R. la carte de Mélenchon est proche de celle de Hollande. Mais pas de rapport entre vote extrême gauche et vote FN. On disait le FN monte là où le PC descend, mais ce n’était pas vrai. Mais avec la nouvelle stratégie de MLP la carte du FN commence à ressembler à celle du PC.
Pour le reste, le point important est le hiatus entre le niveau d’emploi et celui des diplômes. Pas de solution à court terme. Il faut sur le moyen terme donner des perspectives.
Q4. Le problème du hiatus entre niveau des diplômes et niveaux d’emploi va être beaucoup plus visible en Afrique.
R. Au Maroc le taux de chômage des diplômés est supérieur à celui des non diplômés. Importance des liens avec « le Palais ».

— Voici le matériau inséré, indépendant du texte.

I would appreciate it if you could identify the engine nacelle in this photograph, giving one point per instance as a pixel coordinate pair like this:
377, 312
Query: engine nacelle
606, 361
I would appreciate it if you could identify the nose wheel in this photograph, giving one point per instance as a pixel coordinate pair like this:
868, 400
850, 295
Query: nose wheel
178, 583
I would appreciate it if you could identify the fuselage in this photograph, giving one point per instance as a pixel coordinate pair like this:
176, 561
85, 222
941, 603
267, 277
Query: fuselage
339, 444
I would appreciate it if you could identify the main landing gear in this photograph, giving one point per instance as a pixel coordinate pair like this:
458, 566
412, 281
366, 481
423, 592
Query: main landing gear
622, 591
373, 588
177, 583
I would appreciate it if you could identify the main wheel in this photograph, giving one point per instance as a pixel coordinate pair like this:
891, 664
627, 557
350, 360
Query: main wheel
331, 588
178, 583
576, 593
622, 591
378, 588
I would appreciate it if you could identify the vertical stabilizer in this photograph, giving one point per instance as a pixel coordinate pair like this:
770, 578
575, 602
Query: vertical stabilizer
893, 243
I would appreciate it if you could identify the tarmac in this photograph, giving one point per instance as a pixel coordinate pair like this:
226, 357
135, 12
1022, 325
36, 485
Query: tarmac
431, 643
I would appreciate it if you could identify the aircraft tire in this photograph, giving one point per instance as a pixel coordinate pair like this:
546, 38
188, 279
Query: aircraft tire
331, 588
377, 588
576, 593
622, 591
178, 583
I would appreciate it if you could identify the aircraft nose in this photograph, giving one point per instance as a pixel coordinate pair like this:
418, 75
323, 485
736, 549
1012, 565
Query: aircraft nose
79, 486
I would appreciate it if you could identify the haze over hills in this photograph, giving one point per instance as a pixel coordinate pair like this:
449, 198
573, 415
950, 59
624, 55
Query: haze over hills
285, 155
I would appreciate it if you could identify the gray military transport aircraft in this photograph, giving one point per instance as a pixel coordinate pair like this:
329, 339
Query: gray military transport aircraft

Q5. C’est dans les zones les plus « agglomérées » que le FN progresse le plus.
R. oui, mais depuis 2012 et la nouvelle stratégie.
Q6. Comment votent les gens en fonction de leur histoire familiale vis à vis de l’immigration ?
R. Les descendants des immigrés votent FN comme les autres. JMLP s’est vanté d’avoir le plus d’anciens immigrés dans ses électeurs. « On donne la nationalité au rabais » a-t-il coutume de dire.
Q6. La diffusion des idées du FN sur l’immigration fait son chemin. Dans mon village catholique de 2000 habitants dans l’Aveyron à 800 m d’altitude hors zone FN, on avait coutume de dire qu’il y avait beaucoup de « marseillais » dans le village. Maintenant on entend « C’est plus des marseillais, c’est Alger ».
R. L’augmentation des votes FN est peut être liée aux « marseillais » ! C’est dans les communes où il y avait le plus de brassage des populations que l’on vote le plus pour le FN. Dans l’Est, les « voisins » sont devenus les « étrangers ». Très peu d’études sur les rapports de voisinage. Lorsque le voisinage est perturbé, il y a malaise. Le rêve du pavillon est beaucoup plus fort que la crainte de l’algérien.
Q7. A-t-on étudié la corrélation entre montée du chômage et montée du vote FN dans les différentes communes ? Pourquoi Podemos monte-t-il en Espagne et le FN en France ?
R. L’immigration est remplie d’idées fausses. De 1986 à maintenant aucun progrès dans l’argumentation. On ne peut pas le combattre par la raison. Depuis 5 ans le solde de l’immigration est de 40000p/an et on continue à parler d’invasion. C’est qu’il y a quelque chose d’autre derrière.
Le chômage, oui, mais ce n’est pas la seule cause : la carte du chômage n’a pas beaucoup changé depuis 1982. En Autriche le chômage est très faible. Pas d’enquêtes précises sur les anciens immigrés. L’INSEE publie tous les trois ans une étude sur « Immigrés et enfants d’immigrés ». Les enfants d’ouvriers immigrés (hors de l’UE) sont souvent plus diplômés que les enfants d’ouvriers non immigrés. Mais les nouveaux arrivés sont perçus comme des concurrents.
Pour l’Espagne, les pays qui ont connu le fascisme ne veulent pas se ranger à droite.
En Grèce, 1/10 grec est mort en 1942 et pourtant Aube Dorée est ouvertement hitlérien.
Pour CPNT il y a eu un effet rapide de bouche à oreille, puis cela s’est arrêté. Même effet de flash avec Devilliers. On a sans doute un phénomène semblable avec Podemos. Un moment très court de surprise sur la base de circulation de rumeurs. Histoire différente pour les grands partis qui ont une carte d’implantation à évolution lente.